Across the week the arena has grown to twenty-one problems split across six tiers: easy, medium, hard, novel-shape composition, performance-gated (where pytest-timeout makes algorithm choice matter), and extend-mode (where the box reads the prior implementation and adds to it). On twenty box-authored attempts, the box has nineteen CI-green PRs. The pattern in every successful PR is the same: the box reaches for the canonical Python idiom — OrderedDict for LRU, vertical-scan for longest-common-prefix, modified merge-sort for inversion counting, star-recurrence DP for wildcard matching, OSA 2D DP for Damerau-Levenshtein. No retries, no thinking-on, no human in the loop.
The one failure is the most informative datapoint of the entire week. We asked the box to extend an edit-distance function to handle transpositions (Damerau-Levenshtein). The box wrote the canonical 2D DP with the transposition case — what literature calls Optimal String Alignment (OSA). One of our tests asserted that the function should give a specific answer on `("ca", "abc")` that intuitively involves "transpose then insert." That assertion is correct under true Damerau-Levenshtein (a more general algorithm that uses adjacency tables) but NOT under OSA (which only fires the transposition case when adjacent characters literally swap at the boundary). The canonical 2D DP — the textbook answer, the one in every algorithms course — is OSA. So the box wrote the standard textbook answer; we wrote a test for a different algorithm. The CI verdict caught our spec error, not the box's code.
That datapoint matters more than another nineteen passes would have. The bench has reached the level where the bench writer can be the first failure point. To find the box's actual ceiling on this kind of work, the bench would have to be written by someone with deeper canonical-algorithm knowledge than the box has — and the box has the entire literature in pre-training. The more productive next steps pivot away from "construct a harder canonical problem" toward (a) multi-file integration tasks (real engineering, not isolated functions), (b) tasks that require reading a non-canonical existing codebase, or (c) opening the box up as a product surface where users-other-than-the-owner submit work.

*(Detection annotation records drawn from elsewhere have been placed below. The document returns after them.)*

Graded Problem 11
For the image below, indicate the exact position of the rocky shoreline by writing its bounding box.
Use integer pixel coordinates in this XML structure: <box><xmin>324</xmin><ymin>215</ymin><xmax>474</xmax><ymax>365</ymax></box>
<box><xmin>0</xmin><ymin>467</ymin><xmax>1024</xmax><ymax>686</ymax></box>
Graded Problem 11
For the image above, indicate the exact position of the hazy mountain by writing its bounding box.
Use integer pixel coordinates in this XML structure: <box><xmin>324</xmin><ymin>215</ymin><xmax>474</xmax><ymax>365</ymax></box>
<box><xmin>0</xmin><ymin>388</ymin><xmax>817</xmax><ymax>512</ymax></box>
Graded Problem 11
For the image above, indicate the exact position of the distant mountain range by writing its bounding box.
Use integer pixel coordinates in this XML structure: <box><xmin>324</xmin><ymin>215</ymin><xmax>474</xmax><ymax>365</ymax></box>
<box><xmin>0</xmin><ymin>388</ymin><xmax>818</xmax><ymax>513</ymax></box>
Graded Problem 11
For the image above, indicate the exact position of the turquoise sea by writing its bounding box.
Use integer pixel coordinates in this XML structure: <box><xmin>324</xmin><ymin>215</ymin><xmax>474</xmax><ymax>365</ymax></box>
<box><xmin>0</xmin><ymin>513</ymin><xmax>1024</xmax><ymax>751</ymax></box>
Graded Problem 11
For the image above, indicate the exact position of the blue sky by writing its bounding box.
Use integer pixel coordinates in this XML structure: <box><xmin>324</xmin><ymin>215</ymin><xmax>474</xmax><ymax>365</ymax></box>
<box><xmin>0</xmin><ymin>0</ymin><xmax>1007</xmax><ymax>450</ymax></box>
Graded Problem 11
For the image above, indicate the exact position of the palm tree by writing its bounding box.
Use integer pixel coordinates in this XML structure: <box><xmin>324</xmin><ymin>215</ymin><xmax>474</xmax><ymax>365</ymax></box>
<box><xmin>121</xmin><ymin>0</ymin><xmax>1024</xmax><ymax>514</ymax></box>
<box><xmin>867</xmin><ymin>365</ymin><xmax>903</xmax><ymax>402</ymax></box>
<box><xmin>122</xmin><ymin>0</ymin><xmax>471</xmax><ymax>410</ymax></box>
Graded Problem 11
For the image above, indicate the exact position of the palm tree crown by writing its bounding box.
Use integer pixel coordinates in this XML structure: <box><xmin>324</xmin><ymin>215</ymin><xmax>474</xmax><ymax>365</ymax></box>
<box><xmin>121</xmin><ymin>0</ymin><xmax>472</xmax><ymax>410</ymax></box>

The observer side is shipped as a standalone MCP tool with zero codebox dependencies. Any MCP-capable client can install it and ask "how is the box doing on its arena?" or "what is the merge rate on llama.cpp?" without touching anything else in the stack.
what we are not claiming
- That any one target is the right one. Pick yours; the algebra tells you which knobs matter.
- That all four targets can be maximized simultaneously. They share primitives but trade against each other (efficiency vs latency, for instance, can pull in opposite directions on the same knob).
- That the six current problems on the arena are representative of real-world coding work. They are easy by design — the value is closing the loop, not measuring capability. Widening the difficulty fan is the next milestone, not this one.
- That the active-flavor PR rate is a stable metric yet. Three PRs is a sample; we have not yet run long enough to bound the box's pass@1 against its own arena to anything tight. The infrastructure is the deliverable today; the bench follows.
where this came from
Two prior notes set up the primitives. Note 01 established phi as a halt signal — the moment the model commits, you stop. Note 02 turned the same signal into a self-rating without a second model. This note steps back: what optimization are you actually buying when you use those signals?
The answer is parametric. Halt + rate-collapse buys bandwidth and latency on cheap problems. Halt + score buys efficiency on best-of-N. The same control plane serves all four targets; the algebra picks which one fires.
TFlow (BWR-hhh) sits in the same algebra: their weight-space communication trades C (token cost) for B (information density) at fixed P. Phi-as-acceptance-test on the patched receiver is the validation. One control plane, growing list of data planes, now one algebra over both.